Arsenio Wickley, seorang mafia yang berusia 39 tahun. Semenjak kejadian kekasihnya pergi karena kesalahan pahaman, semenjak itu Arsenio menutup hatinya untuk semua wanita. Tapi, kehadiran seorang gadis mengubah pendiriannya. Clara datang kepadanya, dan berniat menjadi sugar baby Arsen. bukan karena uang tapi karena ia butuh kasih sayang yang tidak ia dapat dari orang tuanya.
" Om, aku mau jadi sugar Baby om" ucap Clara sambil menatap wajah Arsen.
" Apa kau tahu, apa yang dilakukan Sugar Baby?" Arsen mendekati wajah Clara, membuatnya sedikit gugup.
" Memang apa yang harus aku lakukan?" tanya Clara yang penasaran, ia hanya tahu sugar baby itu hanya menemani makan, dan jalan-jalan.
" kau harus menemaniku tidur, apa kau mau?" Arsen semakin memojokkan tubuh Clara.
" tidak!! aku tidak mau.." Clara berlari saat mendengar ucapan Arsen.
" Dasar bocah ingusan" ucap Arsen seraya menggelengkan kepala.
Nantikan kisah kelanjutannya.
Karya ini diterbitkan atas izin NovelToon Ibu.peri, isi konten hanyalah pandangan pribadi pembuatnya, tidak mewakili NovelToon sendiri
Hasutan Sera
Malam Hari — Rumah Keluarga Wijaksono
Suasana rumah terasa lengang. Di ruang keluarga, Anton tengah duduk dengan tenang di kursi kerjanya, memeriksa laporan keuangan terbaru perusahaan. Wajahnya serius, sorot matanya penuh konsentrasi.

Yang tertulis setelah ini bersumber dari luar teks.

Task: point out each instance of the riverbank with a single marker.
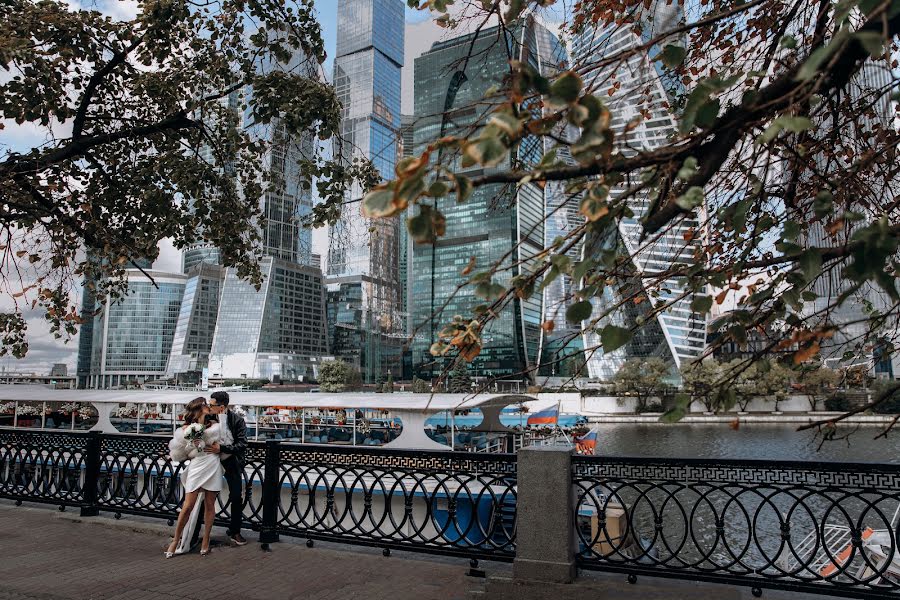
(729, 418)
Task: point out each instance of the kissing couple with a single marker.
(214, 449)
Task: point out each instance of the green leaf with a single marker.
(791, 231)
(691, 199)
(823, 204)
(464, 187)
(672, 55)
(707, 113)
(488, 151)
(613, 337)
(788, 41)
(872, 41)
(506, 122)
(566, 88)
(688, 169)
(438, 189)
(701, 304)
(810, 264)
(581, 268)
(378, 203)
(673, 415)
(579, 311)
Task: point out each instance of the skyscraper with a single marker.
(132, 338)
(196, 324)
(562, 348)
(495, 225)
(363, 265)
(276, 332)
(676, 334)
(867, 99)
(86, 331)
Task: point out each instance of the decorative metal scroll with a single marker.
(817, 527)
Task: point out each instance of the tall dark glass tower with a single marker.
(676, 334)
(363, 263)
(495, 225)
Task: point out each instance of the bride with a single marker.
(202, 478)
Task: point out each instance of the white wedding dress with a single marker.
(204, 472)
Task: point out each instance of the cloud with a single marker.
(169, 259)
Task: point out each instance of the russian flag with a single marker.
(548, 416)
(586, 443)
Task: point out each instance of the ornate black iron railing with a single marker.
(816, 527)
(455, 503)
(42, 467)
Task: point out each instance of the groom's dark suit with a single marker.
(234, 467)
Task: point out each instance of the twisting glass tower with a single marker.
(365, 325)
(638, 90)
(495, 225)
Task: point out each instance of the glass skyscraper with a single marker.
(363, 253)
(274, 333)
(132, 338)
(197, 319)
(495, 225)
(676, 334)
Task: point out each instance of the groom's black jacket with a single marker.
(238, 428)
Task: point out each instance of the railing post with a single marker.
(268, 532)
(545, 516)
(89, 504)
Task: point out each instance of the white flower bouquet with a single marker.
(193, 437)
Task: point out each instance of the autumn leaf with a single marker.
(468, 268)
(806, 352)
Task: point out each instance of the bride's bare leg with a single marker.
(189, 500)
(209, 515)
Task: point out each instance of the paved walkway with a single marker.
(47, 555)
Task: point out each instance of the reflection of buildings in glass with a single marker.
(196, 322)
(561, 350)
(643, 87)
(363, 253)
(868, 101)
(219, 309)
(132, 339)
(86, 331)
(491, 227)
(276, 332)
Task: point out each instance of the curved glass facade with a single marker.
(494, 226)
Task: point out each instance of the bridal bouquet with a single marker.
(193, 436)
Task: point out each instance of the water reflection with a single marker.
(755, 441)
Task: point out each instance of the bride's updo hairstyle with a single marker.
(193, 412)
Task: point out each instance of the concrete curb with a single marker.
(160, 529)
(795, 419)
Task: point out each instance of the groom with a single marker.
(234, 445)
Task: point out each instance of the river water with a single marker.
(753, 441)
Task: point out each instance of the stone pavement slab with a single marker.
(45, 555)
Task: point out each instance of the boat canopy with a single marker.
(371, 400)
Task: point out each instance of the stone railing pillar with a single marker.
(545, 516)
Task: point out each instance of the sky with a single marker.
(44, 349)
(420, 33)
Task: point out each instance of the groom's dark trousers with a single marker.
(235, 503)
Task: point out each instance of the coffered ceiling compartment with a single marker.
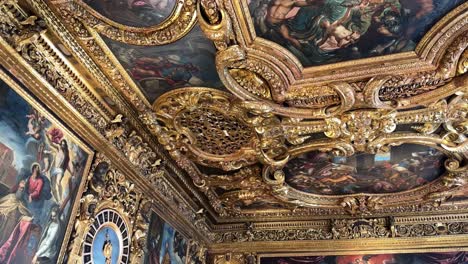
(302, 117)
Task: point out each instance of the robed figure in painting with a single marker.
(42, 159)
(327, 31)
(12, 208)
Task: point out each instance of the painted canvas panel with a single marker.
(409, 258)
(41, 172)
(327, 31)
(106, 246)
(135, 13)
(403, 168)
(188, 62)
(164, 244)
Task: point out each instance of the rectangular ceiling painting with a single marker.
(327, 31)
(158, 69)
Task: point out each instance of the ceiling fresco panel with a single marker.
(159, 69)
(321, 32)
(135, 13)
(403, 168)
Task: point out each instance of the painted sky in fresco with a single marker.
(158, 69)
(403, 168)
(328, 31)
(40, 190)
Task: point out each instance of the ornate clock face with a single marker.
(107, 240)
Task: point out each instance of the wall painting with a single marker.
(42, 168)
(165, 245)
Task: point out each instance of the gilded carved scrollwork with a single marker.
(173, 28)
(198, 122)
(182, 116)
(289, 90)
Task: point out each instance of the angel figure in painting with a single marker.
(14, 250)
(12, 208)
(276, 16)
(47, 249)
(60, 162)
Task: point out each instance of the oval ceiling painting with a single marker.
(135, 13)
(326, 31)
(403, 168)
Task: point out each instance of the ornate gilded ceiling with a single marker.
(332, 107)
(280, 110)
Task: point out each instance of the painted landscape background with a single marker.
(41, 169)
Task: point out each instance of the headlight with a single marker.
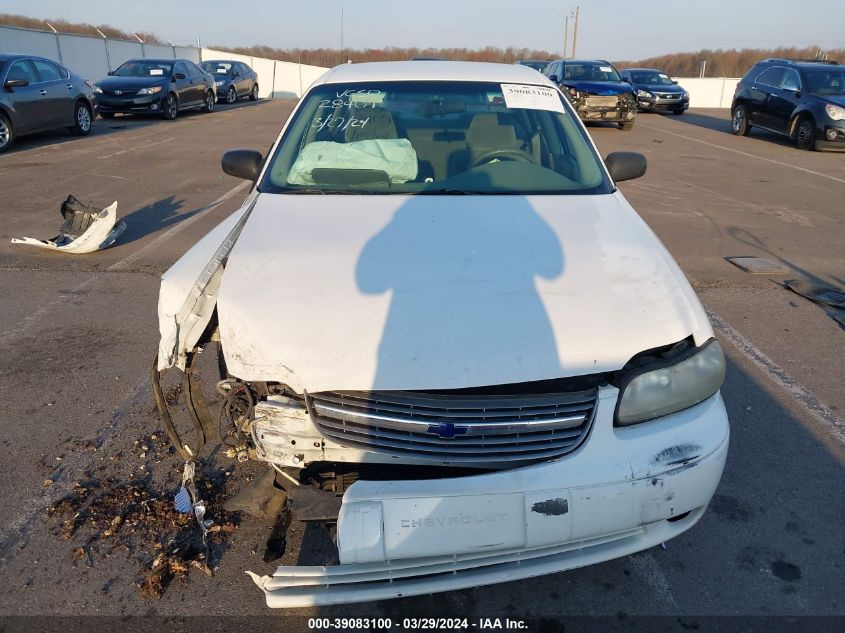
(677, 385)
(837, 113)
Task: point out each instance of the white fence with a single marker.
(94, 57)
(709, 92)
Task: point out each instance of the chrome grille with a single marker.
(602, 102)
(456, 429)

Pintu utama tiba-tiba dibuka cukup keras dari luar. Sera masuk dengan langkah terburu-buru, wajahnya tampak kesal dan matanya menyala penuh emosi.
“Papa!” panggilnya lantang.
Anton menoleh perlahan, sedikit terganggu. “Ada apa, Sera?”
Sera berjalan mendekat sambil merogoh ponsel dari dalam tas. “Papa harus lihat ini. Aku melihat Clara... di depan kampus... bersama seorang pria tua! Om-om!”
Alis Anton terangkat. “Apa maksudmu?”
Sera menyerahkan ponselnya. “Clara masuk kedalam mobil bersama seorang pria tua,"
Anton menerima ponsel itu. Di layar, tampak foto Clara sedang berjalan cepat menuju sebuah mobil hitam mewah, diikuti oleh seorang pria bertubuh tegap dengan setelan jas rapi. Wajah pria itu tidak terlihat karena diambil dari belakang, namun penampilannya mencolok—terlihat seperti bukan orang biasa.
“Dari mana dia mengenal pria seperti ini?” gumam Anton pelan, nada suaranya mulai berubah menjadi dingin.
“Entahlah, Pa. Tapi lihat saja... sudah tidak tinggal di rumah, lalu tiba-tiba bersama pria tua kaya. Apa itu tidak cukup jelas? Aku rasa Clara... menjual diri.”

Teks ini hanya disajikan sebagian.